The following is Chapter Three of my story about a pair of free black siblings making the journey to California in 1849:
Chapter Three - Mr. Whitman's Offer
March 1, 1849
Another one of Cleveland's colored citizens departed for California, today. Josiah Norris, a carpenter and former classmate of Randolph's, had sold his shop, purchased a wagon and team and headed for Pittsburg. Chances are he will probably board a steamboat as far west as Cairo, Illinois.
First Tom Russell leaves and now, Josh Norris. Who will be next? Benjamin Fleming? I only hope. Yet, I suspect that my chances of leaving Cleveland might prove to be very slim. Despite a sizeable bank account from my years as manager of one of Papa's livery stables, I did not possess enough funds to finance a journey to California and sustain me in the goldfields.
"How much do you have?" Mr. Whitman asked. A former mountain man who had made his fortune in the fur trade, he happened to be our next door neighbor.
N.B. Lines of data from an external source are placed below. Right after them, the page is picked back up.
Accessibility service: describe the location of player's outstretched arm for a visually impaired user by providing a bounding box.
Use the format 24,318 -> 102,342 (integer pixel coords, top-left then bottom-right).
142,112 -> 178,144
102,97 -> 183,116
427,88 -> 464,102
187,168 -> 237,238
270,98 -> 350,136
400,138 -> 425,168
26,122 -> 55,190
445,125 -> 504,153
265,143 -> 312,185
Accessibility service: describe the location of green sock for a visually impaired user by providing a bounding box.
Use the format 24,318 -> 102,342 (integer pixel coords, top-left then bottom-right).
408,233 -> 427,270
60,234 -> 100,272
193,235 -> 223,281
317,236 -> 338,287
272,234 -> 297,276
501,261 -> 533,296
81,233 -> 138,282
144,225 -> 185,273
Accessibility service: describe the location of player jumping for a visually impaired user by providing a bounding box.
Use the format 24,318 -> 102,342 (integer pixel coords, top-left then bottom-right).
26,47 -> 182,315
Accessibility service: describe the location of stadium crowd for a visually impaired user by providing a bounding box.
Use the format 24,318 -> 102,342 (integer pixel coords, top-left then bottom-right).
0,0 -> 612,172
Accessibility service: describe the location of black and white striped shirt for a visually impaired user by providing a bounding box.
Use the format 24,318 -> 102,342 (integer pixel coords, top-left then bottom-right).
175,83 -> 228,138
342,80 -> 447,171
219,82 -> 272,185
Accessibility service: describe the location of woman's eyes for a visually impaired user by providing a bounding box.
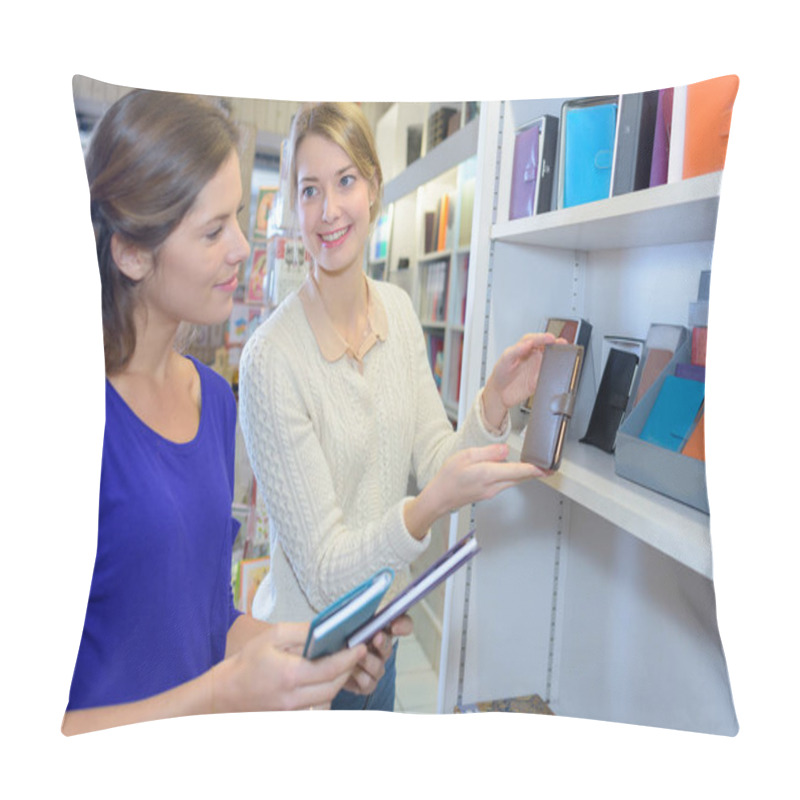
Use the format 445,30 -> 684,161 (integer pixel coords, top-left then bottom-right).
300,173 -> 357,200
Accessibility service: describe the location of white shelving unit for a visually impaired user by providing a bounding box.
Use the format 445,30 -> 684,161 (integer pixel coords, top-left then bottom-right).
439,98 -> 737,734
367,102 -> 479,670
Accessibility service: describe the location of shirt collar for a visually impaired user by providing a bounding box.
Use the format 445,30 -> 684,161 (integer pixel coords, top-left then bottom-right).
298,272 -> 389,362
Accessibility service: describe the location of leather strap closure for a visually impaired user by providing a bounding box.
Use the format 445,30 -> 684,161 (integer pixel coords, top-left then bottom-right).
550,392 -> 575,417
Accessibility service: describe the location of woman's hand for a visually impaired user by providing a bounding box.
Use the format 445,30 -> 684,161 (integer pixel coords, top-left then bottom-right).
217,623 -> 370,711
403,444 -> 545,539
344,614 -> 414,694
483,333 -> 565,430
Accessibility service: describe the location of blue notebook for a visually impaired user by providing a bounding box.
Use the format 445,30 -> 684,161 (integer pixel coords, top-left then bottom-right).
508,121 -> 540,219
562,102 -> 617,208
639,375 -> 705,452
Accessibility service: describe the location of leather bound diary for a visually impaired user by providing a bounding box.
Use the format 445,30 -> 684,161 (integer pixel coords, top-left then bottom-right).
520,344 -> 583,471
581,349 -> 639,453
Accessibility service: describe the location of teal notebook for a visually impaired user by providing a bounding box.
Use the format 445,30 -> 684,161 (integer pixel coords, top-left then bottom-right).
639,375 -> 705,452
563,103 -> 617,208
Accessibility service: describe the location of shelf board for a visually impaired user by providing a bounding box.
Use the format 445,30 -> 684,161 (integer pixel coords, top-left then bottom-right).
492,172 -> 722,250
383,117 -> 480,206
509,433 -> 712,580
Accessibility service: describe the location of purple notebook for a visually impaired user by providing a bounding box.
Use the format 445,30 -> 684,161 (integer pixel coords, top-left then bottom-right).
650,88 -> 674,186
508,121 -> 541,219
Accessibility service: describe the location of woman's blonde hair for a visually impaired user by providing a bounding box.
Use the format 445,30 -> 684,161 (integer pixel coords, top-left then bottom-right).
289,103 -> 383,225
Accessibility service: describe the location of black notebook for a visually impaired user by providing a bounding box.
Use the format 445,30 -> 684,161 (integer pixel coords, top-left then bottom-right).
581,349 -> 639,453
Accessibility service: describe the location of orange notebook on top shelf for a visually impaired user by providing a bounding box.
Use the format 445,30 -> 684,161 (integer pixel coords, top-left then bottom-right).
681,409 -> 706,461
683,75 -> 739,178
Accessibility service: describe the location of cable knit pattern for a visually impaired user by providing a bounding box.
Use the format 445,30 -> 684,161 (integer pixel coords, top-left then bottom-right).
239,280 -> 507,622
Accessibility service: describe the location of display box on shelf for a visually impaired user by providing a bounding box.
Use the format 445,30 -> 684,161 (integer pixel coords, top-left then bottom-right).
614,341 -> 709,514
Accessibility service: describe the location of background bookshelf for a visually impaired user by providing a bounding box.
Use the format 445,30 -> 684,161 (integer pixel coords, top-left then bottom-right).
366,102 -> 478,670
439,90 -> 736,733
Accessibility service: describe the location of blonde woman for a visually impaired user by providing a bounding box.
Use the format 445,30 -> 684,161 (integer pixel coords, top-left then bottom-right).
239,103 -> 554,710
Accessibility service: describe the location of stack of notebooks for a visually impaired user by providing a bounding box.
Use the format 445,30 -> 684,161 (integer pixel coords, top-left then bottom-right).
509,75 -> 739,219
614,272 -> 710,513
424,194 -> 453,253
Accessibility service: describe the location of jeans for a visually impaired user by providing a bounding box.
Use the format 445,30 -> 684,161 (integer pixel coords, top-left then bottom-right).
331,642 -> 397,711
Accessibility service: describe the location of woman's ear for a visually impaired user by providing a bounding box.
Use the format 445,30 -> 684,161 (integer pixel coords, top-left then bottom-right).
111,233 -> 153,281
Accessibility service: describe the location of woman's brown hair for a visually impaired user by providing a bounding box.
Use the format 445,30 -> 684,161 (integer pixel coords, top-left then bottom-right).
86,89 -> 238,375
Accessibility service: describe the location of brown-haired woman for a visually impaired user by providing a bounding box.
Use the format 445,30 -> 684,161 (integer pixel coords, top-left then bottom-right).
62,90 -> 410,734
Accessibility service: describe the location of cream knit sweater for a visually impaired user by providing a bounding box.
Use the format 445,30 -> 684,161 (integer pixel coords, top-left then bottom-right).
239,281 -> 507,622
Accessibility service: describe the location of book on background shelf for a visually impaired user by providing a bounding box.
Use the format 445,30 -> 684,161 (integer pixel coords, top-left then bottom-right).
406,125 -> 422,166
611,91 -> 658,195
558,95 -> 619,208
260,186 -> 278,239
600,335 -> 644,375
245,241 -> 267,303
633,323 -> 688,406
452,253 -> 469,325
449,333 -> 464,406
453,694 -> 555,717
580,348 -> 639,453
675,364 -> 706,383
266,236 -> 311,306
681,405 -> 706,461
419,258 -> 450,322
458,178 -> 475,247
347,531 -> 480,647
436,194 -> 451,251
234,556 -> 270,615
508,114 -> 558,219
370,209 -> 391,261
650,86 -> 675,186
667,86 -> 687,183
682,75 -> 739,178
425,331 -> 444,392
428,106 -> 459,152
639,375 -> 705,452
692,325 -> 708,367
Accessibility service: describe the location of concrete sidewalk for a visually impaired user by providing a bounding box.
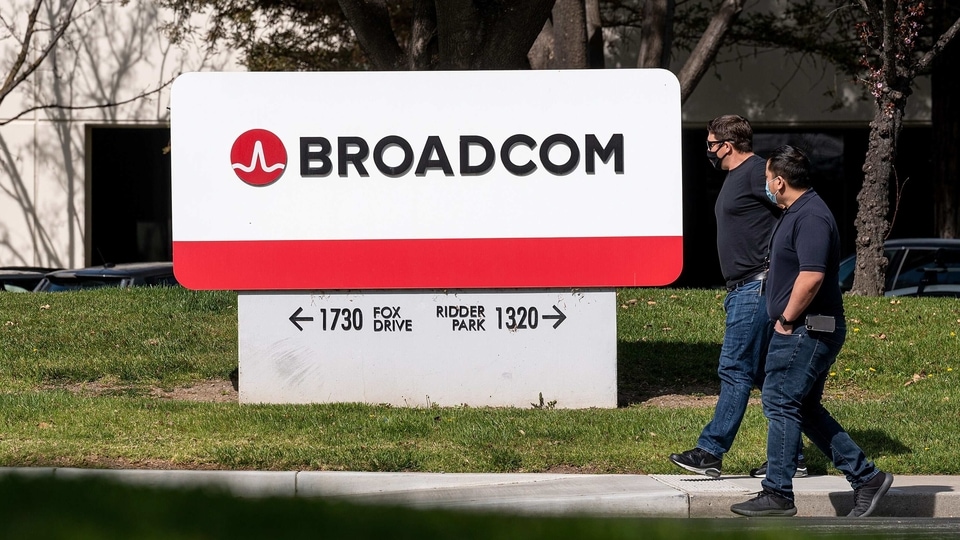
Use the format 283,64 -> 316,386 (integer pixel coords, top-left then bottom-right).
0,468 -> 960,518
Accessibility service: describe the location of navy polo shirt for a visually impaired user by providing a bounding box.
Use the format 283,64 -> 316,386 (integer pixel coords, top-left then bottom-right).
767,189 -> 843,324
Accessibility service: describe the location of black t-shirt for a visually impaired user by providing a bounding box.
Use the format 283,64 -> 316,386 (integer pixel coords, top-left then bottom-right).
714,155 -> 780,285
767,189 -> 843,324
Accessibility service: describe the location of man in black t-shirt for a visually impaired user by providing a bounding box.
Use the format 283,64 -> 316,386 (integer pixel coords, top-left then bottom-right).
670,115 -> 806,477
730,146 -> 893,517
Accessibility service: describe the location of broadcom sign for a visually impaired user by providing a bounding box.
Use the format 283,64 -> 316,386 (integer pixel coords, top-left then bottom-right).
171,70 -> 682,290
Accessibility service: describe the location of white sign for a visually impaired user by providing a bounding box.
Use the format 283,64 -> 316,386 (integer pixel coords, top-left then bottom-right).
171,69 -> 683,290
239,289 -> 617,408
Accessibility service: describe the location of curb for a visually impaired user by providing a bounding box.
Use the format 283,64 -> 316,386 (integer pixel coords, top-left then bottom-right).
0,467 -> 960,518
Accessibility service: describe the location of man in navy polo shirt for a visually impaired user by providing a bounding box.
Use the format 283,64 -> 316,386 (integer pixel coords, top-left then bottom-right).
730,146 -> 893,517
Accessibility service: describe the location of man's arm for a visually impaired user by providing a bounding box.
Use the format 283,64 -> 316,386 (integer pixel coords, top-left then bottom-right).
773,271 -> 824,334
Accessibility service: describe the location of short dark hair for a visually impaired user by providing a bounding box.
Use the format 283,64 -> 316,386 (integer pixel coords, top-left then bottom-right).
707,114 -> 753,152
767,144 -> 810,189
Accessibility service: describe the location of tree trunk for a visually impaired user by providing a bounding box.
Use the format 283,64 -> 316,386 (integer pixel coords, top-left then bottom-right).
340,0 -> 408,70
851,97 -> 906,296
637,0 -> 676,69
586,0 -> 605,69
931,0 -> 960,238
553,0 -> 589,69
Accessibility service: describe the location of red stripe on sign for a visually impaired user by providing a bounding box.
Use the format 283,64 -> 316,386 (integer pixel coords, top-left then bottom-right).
173,236 -> 683,290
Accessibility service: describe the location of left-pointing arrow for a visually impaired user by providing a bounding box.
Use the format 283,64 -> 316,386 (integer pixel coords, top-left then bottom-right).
290,308 -> 313,332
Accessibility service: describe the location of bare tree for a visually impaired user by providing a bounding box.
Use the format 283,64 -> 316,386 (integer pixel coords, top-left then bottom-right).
340,0 -> 554,69
0,0 -> 202,267
851,0 -> 960,296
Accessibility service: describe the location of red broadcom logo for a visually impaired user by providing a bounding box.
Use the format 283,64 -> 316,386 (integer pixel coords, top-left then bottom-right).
230,129 -> 287,186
After making his fortune, Mr. Whitman opened several dry goods stores throughout Northern Ohio. Quite an accomplishment for a man who had spent the first fifteen years of his life as a slave in Maryland.
It was Mr. Whitman who had told me about Josiah. He understood my need to leave Cleveland. After all, he had been young once. At fifteen, he had escaped his master and made his way to Pittsburg where he joined a fur trading expedition to the Illinois country. And that had been his first journey. In the ensuring thirty years, he had seen St. Louis, New Orleans, the Missouri River, Jefferson Territory, the Rockies and the Southern Plains. Only these days, he seemed to be afflicted by bad health.
Again, he asked, "How much, son?"
I told him. Five hundred dollars. Only enough to get me as far as Fort Laramie. Maybe.
Mr. Whitman agreed that five hundred dollars was not enough. His next question took me by surprise. "How would you like another twenty-five hundred?" Three thousand dollars! It was more than enough. But I could not understand why he would give me over two thousand dollars. And because of that, I had no choice but to refuse his offer.
March 5, 1849
The country has a new President - Zachary Taylor, who happened to be the new Mexican War hero. Papa dismissed the news with a sneer. "Another Southern slave owner," he grumbled. And one who, along with Winfield Scott, had conquered Mexico's former possessions.
On the same day that our new president was inaugurated, Ephraim Whitman died peacefully in his bed. He had been 69 years old. Not only had I lost a chance to acquire needed funds for the trip west, I had lost a true friend. Mr. Whitman had been 75 years old. Two sons and a daughter survived him. I can only assume they will inherit the Whitman fortune. Lucky fellows!